While we were on vacation, I used some sunscreen on my chest that plugged up some pores and caused a big pimple. Yeah, I know, totally gross at my age. But guess what? Boo-Boo Salve worked on that pimple too. And when I was sitting at the picnic table one evening at dinner, I felt a sharp sting on my lower calf. Later, I found a red spot there that got increasingly infected. It never itched, but it did make a nasty pustule, so I’m thinking it was probably a spider bite. I had to drain the pustule and put peroxide on it, and then some Boo-Boo Salve. That little miracle in a jar had that bite healing within a day. Spider bites can be very nasty, so I am so glad I had the salve with me on vacation.

Just this week, after weeding my tomatoes for 6 ½ hours, stupidly without sunscreen, I had a bad sunburn on my right shoulder. I put some aloe vera gel on it, but that didn’t help much. Boo-Boo Salve made it feel much better. (I’m wondering if Shannon ought to rename this product: “Miracle in a Jar.”) I highly recommend Shannon’s Boo-Boo Salve as well as her soaps. Check out the offerings at Stacked Stone Farm. You will surely find something useful.

I know a few other soapmakers who are making wonderful homemade soaps for sale. Boni Hester creates works of art in soap that would grace any guest bath. I hope to have some shortly for mine.  You can see her wonderful work on her Facebook page at https://m.facebook.com/profile.php?id=1433011163595425&_rdr.  I’m unable to find another link for Boni’s work, but if you Facebook (and who doesn’t), you should be able to find her.  You’ll be amazed at what she can create in soap!

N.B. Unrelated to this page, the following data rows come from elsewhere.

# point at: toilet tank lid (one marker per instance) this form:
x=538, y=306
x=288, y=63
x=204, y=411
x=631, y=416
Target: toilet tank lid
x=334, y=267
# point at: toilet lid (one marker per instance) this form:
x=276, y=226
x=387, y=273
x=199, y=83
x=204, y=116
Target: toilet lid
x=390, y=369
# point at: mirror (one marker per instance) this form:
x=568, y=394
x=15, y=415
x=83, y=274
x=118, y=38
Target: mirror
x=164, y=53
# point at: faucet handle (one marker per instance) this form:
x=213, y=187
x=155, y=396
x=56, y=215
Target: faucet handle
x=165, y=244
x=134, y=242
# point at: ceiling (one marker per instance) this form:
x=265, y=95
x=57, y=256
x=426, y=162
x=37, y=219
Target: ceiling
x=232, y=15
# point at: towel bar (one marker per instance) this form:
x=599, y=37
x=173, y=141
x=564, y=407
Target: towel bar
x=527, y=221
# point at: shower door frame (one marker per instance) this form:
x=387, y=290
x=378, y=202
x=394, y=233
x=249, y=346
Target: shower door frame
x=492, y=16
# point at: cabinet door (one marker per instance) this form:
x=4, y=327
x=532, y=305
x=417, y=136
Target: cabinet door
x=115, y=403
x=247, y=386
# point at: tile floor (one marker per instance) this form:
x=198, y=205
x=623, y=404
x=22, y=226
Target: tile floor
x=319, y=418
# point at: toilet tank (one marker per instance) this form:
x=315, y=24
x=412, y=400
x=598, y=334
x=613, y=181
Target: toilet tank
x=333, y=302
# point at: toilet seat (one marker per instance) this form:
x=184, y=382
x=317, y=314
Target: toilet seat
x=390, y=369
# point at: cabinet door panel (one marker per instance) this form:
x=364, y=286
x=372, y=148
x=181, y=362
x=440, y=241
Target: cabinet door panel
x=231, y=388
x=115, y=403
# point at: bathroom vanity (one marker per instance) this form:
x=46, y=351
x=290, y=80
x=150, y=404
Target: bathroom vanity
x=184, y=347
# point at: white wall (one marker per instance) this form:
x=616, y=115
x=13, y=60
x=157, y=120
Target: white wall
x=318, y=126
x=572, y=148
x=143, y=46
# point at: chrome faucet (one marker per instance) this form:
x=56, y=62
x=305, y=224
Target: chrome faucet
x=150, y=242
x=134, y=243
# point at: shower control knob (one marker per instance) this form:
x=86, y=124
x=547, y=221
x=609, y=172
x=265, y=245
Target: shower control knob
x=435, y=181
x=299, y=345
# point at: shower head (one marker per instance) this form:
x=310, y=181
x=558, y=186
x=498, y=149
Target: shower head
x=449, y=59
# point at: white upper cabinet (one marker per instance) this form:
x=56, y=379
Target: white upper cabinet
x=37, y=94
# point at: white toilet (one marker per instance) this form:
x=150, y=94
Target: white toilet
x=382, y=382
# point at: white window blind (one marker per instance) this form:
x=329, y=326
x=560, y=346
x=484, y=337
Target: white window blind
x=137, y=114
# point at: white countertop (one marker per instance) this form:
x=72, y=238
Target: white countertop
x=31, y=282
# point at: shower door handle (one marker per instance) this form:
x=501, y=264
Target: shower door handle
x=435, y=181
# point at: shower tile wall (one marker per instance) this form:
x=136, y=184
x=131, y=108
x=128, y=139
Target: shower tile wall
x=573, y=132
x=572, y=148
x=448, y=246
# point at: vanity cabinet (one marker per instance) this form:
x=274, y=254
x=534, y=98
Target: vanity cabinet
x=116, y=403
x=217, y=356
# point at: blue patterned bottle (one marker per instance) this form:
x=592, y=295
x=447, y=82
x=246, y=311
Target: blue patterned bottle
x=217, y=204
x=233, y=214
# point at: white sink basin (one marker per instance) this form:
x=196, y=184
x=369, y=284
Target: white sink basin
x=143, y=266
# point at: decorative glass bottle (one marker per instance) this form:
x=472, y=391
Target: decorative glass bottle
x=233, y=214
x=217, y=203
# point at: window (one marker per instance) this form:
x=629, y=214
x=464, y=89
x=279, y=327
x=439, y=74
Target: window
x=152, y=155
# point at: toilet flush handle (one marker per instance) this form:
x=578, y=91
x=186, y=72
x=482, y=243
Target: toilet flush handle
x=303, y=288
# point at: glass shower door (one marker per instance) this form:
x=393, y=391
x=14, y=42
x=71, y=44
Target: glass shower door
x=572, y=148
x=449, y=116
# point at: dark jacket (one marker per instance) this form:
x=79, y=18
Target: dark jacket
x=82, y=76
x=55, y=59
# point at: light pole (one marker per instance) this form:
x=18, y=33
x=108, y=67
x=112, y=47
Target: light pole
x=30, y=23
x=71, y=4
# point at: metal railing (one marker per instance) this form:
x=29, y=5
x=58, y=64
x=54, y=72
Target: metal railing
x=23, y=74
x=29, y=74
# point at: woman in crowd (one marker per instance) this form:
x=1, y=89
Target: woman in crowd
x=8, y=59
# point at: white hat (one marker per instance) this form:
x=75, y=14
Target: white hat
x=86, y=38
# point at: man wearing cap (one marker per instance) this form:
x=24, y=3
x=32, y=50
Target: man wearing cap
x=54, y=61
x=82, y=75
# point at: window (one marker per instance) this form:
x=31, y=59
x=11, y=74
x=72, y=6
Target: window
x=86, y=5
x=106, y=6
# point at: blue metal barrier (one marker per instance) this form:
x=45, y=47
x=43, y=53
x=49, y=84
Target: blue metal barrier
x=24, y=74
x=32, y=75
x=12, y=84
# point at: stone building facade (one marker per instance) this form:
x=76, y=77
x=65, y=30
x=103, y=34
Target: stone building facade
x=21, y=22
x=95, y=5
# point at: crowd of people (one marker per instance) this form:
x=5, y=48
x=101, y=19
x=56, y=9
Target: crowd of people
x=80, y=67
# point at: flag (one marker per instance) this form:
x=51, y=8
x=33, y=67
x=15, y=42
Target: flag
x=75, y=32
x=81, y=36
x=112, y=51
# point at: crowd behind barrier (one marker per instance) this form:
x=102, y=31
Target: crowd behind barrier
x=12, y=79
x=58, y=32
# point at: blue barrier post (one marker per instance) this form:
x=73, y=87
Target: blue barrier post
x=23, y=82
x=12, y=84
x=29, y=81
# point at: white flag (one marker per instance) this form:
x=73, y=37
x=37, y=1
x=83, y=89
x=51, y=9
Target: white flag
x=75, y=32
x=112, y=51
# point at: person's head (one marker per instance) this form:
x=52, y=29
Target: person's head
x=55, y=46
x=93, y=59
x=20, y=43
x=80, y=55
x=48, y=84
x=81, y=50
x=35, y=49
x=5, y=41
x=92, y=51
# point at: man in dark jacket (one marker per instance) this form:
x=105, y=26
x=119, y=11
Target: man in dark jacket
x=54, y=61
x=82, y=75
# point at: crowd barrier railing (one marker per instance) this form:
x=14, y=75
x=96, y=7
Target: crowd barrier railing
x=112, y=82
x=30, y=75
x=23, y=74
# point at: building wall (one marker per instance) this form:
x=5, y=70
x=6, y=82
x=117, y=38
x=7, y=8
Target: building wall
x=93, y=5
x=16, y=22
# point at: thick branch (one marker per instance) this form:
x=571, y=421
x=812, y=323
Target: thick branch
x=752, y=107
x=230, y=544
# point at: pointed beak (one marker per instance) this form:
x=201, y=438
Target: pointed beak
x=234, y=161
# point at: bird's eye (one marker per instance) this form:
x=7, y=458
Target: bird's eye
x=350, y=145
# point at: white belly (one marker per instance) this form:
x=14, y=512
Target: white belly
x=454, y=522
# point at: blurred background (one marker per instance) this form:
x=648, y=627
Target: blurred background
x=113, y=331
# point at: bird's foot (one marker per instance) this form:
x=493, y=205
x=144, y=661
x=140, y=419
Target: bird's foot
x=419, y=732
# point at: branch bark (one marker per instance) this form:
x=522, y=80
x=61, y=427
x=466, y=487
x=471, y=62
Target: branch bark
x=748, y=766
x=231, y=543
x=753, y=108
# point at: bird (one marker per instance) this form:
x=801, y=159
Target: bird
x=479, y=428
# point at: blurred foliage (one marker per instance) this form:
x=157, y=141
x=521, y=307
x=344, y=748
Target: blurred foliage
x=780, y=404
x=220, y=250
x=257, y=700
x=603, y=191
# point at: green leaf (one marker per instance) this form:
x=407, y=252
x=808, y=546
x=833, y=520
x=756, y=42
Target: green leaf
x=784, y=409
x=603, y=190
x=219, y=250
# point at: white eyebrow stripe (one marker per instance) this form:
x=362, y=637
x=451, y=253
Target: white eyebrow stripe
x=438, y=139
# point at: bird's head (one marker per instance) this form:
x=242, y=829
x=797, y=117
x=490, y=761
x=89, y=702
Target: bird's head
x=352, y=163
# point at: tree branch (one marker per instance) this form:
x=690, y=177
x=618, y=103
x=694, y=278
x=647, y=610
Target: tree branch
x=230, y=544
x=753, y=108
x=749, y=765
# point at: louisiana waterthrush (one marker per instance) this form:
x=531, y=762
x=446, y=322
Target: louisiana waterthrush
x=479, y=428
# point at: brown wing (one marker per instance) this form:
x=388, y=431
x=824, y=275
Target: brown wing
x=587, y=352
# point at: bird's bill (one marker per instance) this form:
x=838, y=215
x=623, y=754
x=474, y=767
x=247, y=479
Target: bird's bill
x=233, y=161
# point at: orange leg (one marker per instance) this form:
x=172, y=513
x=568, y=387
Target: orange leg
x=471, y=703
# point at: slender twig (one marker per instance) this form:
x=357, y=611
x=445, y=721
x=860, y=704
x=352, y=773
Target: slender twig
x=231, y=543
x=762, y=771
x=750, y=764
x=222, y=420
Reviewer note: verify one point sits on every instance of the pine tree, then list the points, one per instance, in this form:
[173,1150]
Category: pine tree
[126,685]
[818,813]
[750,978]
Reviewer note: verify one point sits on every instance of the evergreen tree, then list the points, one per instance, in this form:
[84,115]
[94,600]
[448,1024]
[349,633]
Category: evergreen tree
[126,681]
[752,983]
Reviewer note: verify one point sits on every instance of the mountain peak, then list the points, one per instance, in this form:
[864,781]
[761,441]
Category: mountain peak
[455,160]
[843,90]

Another soaper, Donna Joan Batten, makes soaps from her goats’ milk. Her production at Gotcha Goat’s Milk Soap is temporarily shut down while she moves operations, but check out her website at http://www.gotchagoatmilksoap.net  and consider placing an order when she’s back up and running again. I’m eager to try some of Donna’s soaps, too.

Patti Franklin Mintz at Hummingbird Hill Handmade Soaps also makes gorgeous and fun soaps.  See her soap  at http://hummingbirdhillhandmadesoaps.com.

Each soaper is unique in her products, so I’m ordering different kinds to try.  I’m just in love with homemade, handmade soap!  (And I have to add, I’m not writing this blog because any of these soapers are paying me to rave about their soap.  I don’t endorse any products for payment in money or kind.  If I like something, I want to tell you about it!  If an advertisement appears on my blog, it’s because Word Press puts it there.  That’s the price of free hosting.)

If you have the chance to buy handmade, homemade soap, don’t pass it up. You’ll be amazed at the benefits homemade bar soap will bring to your skin. Go back to the bar!